The angles of elevation of the top of a tower from two points at distances

Solution:

Let the height of the tower be AB.

We have,

$\mathrm{AC}=5 \mathrm{~m}, \mathrm{AD}=20 \mathrm{~m}$

Let the angle of elevation of the top of the tower (i.e. $\angle \mathrm{ACB}$ ) from point $\mathrm{C}$ be $\theta$. Then,

the angle of elevation of the top of the tower (i.e. $\angle \mathrm{ADB}$ ) from point $\mathrm{D}=\left(90^{\circ}-\theta\right)$

Now, in $\triangle \mathrm{ABC}$,

$\tan \theta=\frac{\mathrm{AB}}{\mathrm{AC}}$

$\Rightarrow \tan \theta=\frac{\mathrm{AB}}{5} \quad \ldots \ldots$ (i)

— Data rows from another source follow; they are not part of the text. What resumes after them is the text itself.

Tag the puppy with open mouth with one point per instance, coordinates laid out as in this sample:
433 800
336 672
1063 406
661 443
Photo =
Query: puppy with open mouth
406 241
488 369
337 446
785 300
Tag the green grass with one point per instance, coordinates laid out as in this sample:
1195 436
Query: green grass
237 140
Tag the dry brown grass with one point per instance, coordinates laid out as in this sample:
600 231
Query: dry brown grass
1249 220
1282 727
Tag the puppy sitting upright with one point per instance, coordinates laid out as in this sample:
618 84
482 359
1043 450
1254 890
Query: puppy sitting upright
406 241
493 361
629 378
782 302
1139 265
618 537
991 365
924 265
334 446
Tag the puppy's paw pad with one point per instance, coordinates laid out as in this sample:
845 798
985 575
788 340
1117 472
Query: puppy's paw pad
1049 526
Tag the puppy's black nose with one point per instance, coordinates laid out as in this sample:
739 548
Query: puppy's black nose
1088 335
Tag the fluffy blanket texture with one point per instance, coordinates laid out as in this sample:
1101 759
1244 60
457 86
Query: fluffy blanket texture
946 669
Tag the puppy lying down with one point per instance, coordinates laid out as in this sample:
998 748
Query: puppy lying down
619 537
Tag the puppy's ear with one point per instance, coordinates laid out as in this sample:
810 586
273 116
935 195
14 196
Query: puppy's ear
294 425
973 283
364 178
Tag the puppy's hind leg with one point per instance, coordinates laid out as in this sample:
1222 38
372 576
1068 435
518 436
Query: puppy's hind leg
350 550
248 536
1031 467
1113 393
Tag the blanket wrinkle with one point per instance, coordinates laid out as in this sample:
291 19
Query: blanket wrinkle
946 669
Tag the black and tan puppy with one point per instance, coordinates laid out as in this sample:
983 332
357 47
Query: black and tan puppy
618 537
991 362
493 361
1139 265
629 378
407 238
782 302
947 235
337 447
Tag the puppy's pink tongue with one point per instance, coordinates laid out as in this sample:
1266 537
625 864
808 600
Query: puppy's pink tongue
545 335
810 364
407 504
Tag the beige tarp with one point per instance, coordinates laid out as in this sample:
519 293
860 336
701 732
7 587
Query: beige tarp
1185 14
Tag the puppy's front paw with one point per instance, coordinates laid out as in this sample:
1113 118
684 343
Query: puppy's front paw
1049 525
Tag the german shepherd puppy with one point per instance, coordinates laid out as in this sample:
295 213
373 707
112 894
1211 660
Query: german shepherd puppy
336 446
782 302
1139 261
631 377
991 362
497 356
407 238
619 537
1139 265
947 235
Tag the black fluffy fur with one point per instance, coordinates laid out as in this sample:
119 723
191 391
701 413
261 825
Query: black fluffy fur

Also, in $\triangle \mathrm{ABD}$,

$\cot \left(90^{\circ}-\theta\right)=\frac{\mathrm{AD}}{\mathrm{AB}}$

$\Rightarrow \tan \theta=\frac{20}{\mathrm{AB}} \quad \ldots$. (ii)

From (i) and (ii), we get

$\frac{\mathrm{AB}}{5}=\frac{20}{\mathrm{AB}}$

$\Rightarrow \mathrm{AB}^{2}=100$

$\Rightarrow \mathrm{AB}=\sqrt{100}$

$\therefore \mathrm{AB}=10 \mathrm{~m}$

So, the height of the tower is 10 m.